This tip comes care of Dr. Michael Monagan at Simon Fraser University. Represent your sparse matrix as a list of rows, and represent each row as a linear equation in an indexed name. For example:

A := [[1,0,3],[2,0,0],[0,4,5]];

S := [ 1*x[1] + 3*x[3], 2*x[1], 4*x[2]+5*x[3] ];

To compute the product of the matrix A with a Vector X, assign x[i] := V[i] and evaluate. This can be done inside of a procedure because x is a table.

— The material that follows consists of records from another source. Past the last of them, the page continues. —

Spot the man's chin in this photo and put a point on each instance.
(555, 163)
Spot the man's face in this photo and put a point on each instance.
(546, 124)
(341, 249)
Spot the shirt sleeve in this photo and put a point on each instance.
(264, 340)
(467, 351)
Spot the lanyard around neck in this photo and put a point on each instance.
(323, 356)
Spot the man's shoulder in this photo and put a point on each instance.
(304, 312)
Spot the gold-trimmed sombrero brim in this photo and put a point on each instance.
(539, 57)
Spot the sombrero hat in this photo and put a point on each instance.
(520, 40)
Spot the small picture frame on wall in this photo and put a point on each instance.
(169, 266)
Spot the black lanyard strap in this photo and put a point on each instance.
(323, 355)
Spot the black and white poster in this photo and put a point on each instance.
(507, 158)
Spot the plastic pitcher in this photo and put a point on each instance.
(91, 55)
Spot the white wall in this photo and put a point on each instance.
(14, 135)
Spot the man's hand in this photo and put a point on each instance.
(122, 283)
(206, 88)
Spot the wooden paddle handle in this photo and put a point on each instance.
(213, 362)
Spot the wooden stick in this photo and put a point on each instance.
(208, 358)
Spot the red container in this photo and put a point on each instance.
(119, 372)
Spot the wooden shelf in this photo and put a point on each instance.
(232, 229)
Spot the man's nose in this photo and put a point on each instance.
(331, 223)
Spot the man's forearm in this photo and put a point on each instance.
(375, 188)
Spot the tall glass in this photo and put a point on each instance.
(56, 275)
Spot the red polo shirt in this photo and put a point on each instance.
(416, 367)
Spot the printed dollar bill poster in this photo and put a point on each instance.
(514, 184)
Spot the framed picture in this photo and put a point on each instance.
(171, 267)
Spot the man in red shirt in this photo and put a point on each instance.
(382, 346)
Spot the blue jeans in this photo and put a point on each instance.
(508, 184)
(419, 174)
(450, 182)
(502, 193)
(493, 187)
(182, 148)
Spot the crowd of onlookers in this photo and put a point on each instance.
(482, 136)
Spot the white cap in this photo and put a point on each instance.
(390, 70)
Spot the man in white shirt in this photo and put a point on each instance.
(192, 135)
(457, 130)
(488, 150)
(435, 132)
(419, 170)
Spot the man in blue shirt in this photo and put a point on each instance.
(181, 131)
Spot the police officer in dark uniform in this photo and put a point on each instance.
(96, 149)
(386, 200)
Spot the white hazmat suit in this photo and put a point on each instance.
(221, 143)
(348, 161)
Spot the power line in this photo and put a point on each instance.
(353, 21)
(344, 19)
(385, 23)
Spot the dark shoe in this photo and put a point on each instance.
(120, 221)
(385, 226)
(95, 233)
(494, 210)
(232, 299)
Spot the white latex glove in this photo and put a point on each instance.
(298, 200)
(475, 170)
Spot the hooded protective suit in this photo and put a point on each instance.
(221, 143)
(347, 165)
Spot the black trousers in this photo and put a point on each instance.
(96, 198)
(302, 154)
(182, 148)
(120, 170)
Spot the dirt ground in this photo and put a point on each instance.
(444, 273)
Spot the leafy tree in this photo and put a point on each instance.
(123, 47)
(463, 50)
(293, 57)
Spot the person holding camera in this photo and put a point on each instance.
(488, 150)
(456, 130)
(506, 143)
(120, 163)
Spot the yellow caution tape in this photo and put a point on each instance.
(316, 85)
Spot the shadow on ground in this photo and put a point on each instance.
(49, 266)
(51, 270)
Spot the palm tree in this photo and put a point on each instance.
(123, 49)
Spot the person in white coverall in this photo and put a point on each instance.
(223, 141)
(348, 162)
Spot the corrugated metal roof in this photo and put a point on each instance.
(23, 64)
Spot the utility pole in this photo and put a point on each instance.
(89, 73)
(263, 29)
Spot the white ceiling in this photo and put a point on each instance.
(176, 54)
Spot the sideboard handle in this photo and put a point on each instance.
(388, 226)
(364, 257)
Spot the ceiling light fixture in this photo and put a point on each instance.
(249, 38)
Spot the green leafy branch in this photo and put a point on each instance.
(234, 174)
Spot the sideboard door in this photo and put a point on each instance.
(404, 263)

V := [7,8,9]: for i to 3 do x[i] := V[i] end do: eval(S); # result

for i to 3 do x[i] := evaln(x[i]) end do: # unassign

Don't forget to unassign. Note that this method of assignment is slow when V is a big list. In short, we need to use "for i in V", which does one nice linear pass through V. This is what I do:

n := 0; count := proc() global n; n := n+1 end proc:

for i in V do x[count()] := i end do: eval(S);

for i to 3 do x[i] := evaln(x[i]) od:

In a real procedure, n would be lexically scoped and not a global variable. Instead of an explicit loop you can also use seq and assign.

n := 0; count := proc() global n; n := n+1 end proc:

seq(assign(x[count()],i), i=V);

eval(S);

seq(unassign('x[i]'), i=1..3);

Of course, where this trick really shines is in doing back substitution. You can easily substitute tens of thousands of variables into any number of equations, all in linear time.